BlueBash / Autogen_Video_Refinement

An application designed to condense lengthy videos into concise, informative clips. Ideal for editors who need to efficiently sift through hours of footage to create compelling short films or highlight reels.
37 stars 1 forks source link

What model does this repo use? #1

Open wong251440 opened 7 months ago

wong251440 commented 7 months ago

What model does this repo use to condense the original video transcript, and then create a short script??

vishal-bluebash commented 7 months ago

We are using gpt-4-turbo model @wong251440 . Yes it created new shorter and better version of video. Imagine we have 2 hours long video and we want to make short video (best version)

wong251440 commented 7 months ago

We are using gpt-4-turbo model @wong251440 . Yes it created new shorter and better version of video. Imagine we have 2 hours long video and we want to make short video (best version)

Okay, I'm quite curious about this. Isn't the output of GPT an abstractive summary? Shouldn't the sentences in the short transcript it generates be different from the original transcript?

Then how do you use the generated output to allign back to the original video timestamps and then synthesize the result video?

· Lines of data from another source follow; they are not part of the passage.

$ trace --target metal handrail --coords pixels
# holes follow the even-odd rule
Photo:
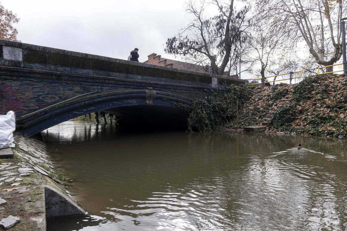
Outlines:
[[[269,83],[269,82],[277,82],[277,81],[281,81],[282,80],[288,80],[288,79],[297,79],[298,78],[301,78],[301,76],[302,75],[302,74],[303,74],[303,71],[296,71],[295,72],[293,72],[293,74],[294,74],[294,73],[298,73],[299,72],[301,72],[301,74],[300,74],[300,77],[295,77],[295,78],[289,78],[289,79],[279,79],[279,80],[273,80],[273,81],[268,81],[268,82],[264,82],[264,83]],[[279,75],[284,75],[285,74],[290,74],[290,72],[288,72],[288,73],[286,73],[285,74],[277,74],[276,75],[272,75],[271,76],[269,76],[268,77],[266,77],[265,78],[271,78],[271,77],[275,77],[275,76],[279,76]],[[245,80],[258,80],[258,79],[262,79],[262,78],[259,78],[259,79],[245,79]],[[249,85],[255,85],[255,84],[261,84],[262,83],[263,83],[262,82],[260,82],[260,83],[249,83]]]
[[[317,74],[330,74],[330,73],[333,73],[336,72],[339,72],[340,71],[343,71],[343,70],[341,70],[341,71],[330,71],[330,72],[327,72],[325,73],[321,73],[321,74],[319,74],[319,70],[321,68],[327,68],[329,66],[338,66],[338,65],[342,65],[343,63],[339,63],[338,64],[334,64],[332,65],[329,65],[329,66],[320,66],[318,68],[318,70],[317,72]]]

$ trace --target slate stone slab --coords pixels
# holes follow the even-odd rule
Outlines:
[[[18,174],[16,173],[15,172],[10,172],[10,173],[8,173],[8,174],[7,174],[5,175],[4,175],[2,176],[3,176],[3,177],[7,177],[7,176],[14,176],[14,175],[17,175],[17,174]]]
[[[20,166],[12,166],[12,167],[8,167],[5,169],[5,170],[9,170],[10,169],[13,169],[14,168],[19,168],[20,167]]]
[[[8,179],[6,180],[5,181],[5,182],[10,182],[11,181],[12,181],[12,180],[13,180],[14,179],[15,179],[15,178],[14,177],[12,177],[12,178],[10,178],[9,179]]]
[[[25,177],[27,176],[29,176],[30,175],[30,174],[29,173],[21,173],[19,174],[20,177]]]
[[[7,229],[15,225],[20,220],[19,217],[10,215],[6,218],[0,221],[0,226],[5,229]]]
[[[7,176],[7,177],[1,177],[1,178],[0,178],[0,180],[5,180],[5,179],[6,179],[7,178],[8,178],[8,176]]]
[[[257,132],[263,129],[265,129],[266,128],[265,126],[249,126],[249,127],[244,127],[243,130],[247,132]]]
[[[34,171],[34,169],[30,168],[19,168],[18,169],[19,171]]]
[[[49,175],[48,175],[48,174],[46,173],[46,172],[45,171],[42,171],[40,168],[37,168],[36,166],[34,167],[34,169],[35,169],[35,170],[36,170],[36,171],[38,171],[39,172],[40,172],[41,174],[43,174],[44,175],[45,175],[46,176],[49,176]]]
[[[7,203],[7,202],[0,197],[0,205],[6,205]]]

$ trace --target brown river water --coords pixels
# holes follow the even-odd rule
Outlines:
[[[88,212],[48,231],[347,230],[347,139],[73,121],[42,133]]]

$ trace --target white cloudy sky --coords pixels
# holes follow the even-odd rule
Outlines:
[[[23,43],[139,61],[156,53],[170,58],[167,38],[188,23],[185,0],[1,0],[20,18],[14,24]]]

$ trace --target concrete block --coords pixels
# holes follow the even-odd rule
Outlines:
[[[85,211],[68,197],[53,187],[44,186],[46,217],[85,215]]]
[[[15,225],[20,220],[19,217],[10,215],[0,221],[0,226],[5,229],[7,229]]]
[[[2,46],[2,52],[4,59],[23,61],[23,50],[21,48],[3,46]]]
[[[13,158],[13,152],[10,148],[0,149],[0,159],[8,159]]]

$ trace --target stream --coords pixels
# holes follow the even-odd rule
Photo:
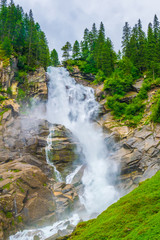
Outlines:
[[[118,167],[109,158],[102,129],[95,125],[99,104],[95,100],[94,90],[77,84],[64,68],[50,67],[48,75],[50,82],[46,119],[52,124],[64,125],[80,143],[83,155],[79,165],[66,177],[66,183],[71,183],[80,168],[85,166],[82,177],[84,191],[79,198],[86,213],[84,216],[79,216],[76,212],[71,213],[52,226],[18,232],[11,236],[10,240],[31,240],[35,235],[44,240],[57,233],[58,230],[66,229],[66,222],[77,225],[80,220],[91,219],[119,198],[113,184]],[[54,129],[50,130],[47,139],[46,161],[53,167],[57,180],[60,182],[62,181],[61,174],[49,160],[48,152],[52,134],[54,134]]]

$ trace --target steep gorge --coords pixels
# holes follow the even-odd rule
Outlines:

prince-bluebash commented 7 months ago

Hi @wong251440

To extract transcription from video we use Whisper AI model and its one of the most advanced open source model for the task(SpeechToText).Its also provides us the exact timestamps of the utterance's from video.

We use python libraries moviepy and opencv for video editing using the processed transcript by gpt-4-turbo(llm).

We are using gpt-4-turbo model @wong251440 . Yes it created new shorter and better version of video. Imagine we have 2 hours long video and we want to make short video (best version)

Okay, I'm quite curious about this. Isn't the output of GPT an abstractive summary? Shouldn't the sentences in the short transcript it generates be different from the original transcript?

Then how do you use the generated output to allign back to the original video timestamps and then synthesize the result video?